How I wish you were here hugging me close to your heart to prove me the fact that it always beats rapidly everytime I'm around. How I wish you were here brushing my hair to wipe away all insecurities I have been keeping. How I wish you were here sniffing my scent to soothe me in silence as I tell you how tiring my day was. How I wish you were here kissing me while cupping my cheeks so there would be no distances separating us, anymore. How I wish you were here to be the last person I see before I close my eyes.

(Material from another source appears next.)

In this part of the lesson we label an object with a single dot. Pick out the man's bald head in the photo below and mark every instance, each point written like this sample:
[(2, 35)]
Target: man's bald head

How I wish you would be there in the morning to be the first person smiling to me the moment I open my eyes. How I wish we could be there to cuddle enjoying the warmth and natural smells of each other before we start our daily activities. How I wish I would be there on top of you showering you with cute smooches all over your face as your special breakfast. How I wish time would stop ticking as we treasure our loving moments.

How I wish to replace your blanket at night to shoo away the cold that wants to disturb you. How I wish to swap positions with your morning coffee in order to taste your lips as a routine. How I wish to be with you in every second of my life, to feel you in my embrace, to stare at your wonderful eyes. But real love is not selfish, it tells me to not force you to always be with me; it's torturing yet challenging. Sincere love teaches me to be sure of you even when you are far away, to give you spaces to dance your dreams and be your own self. Unconditional love is not about how many hours have been spent together, how often our bodies bump into one another; it's about how we feed each other's souls with trusts. True love persuades me to liven up your presence within your absence, as if you were always here, you were always near.





*Written on 02.00 A.M while listening to Ed Sheeran's Photograph as I gaze to our photos. Oh, I miss you so damn much, boo.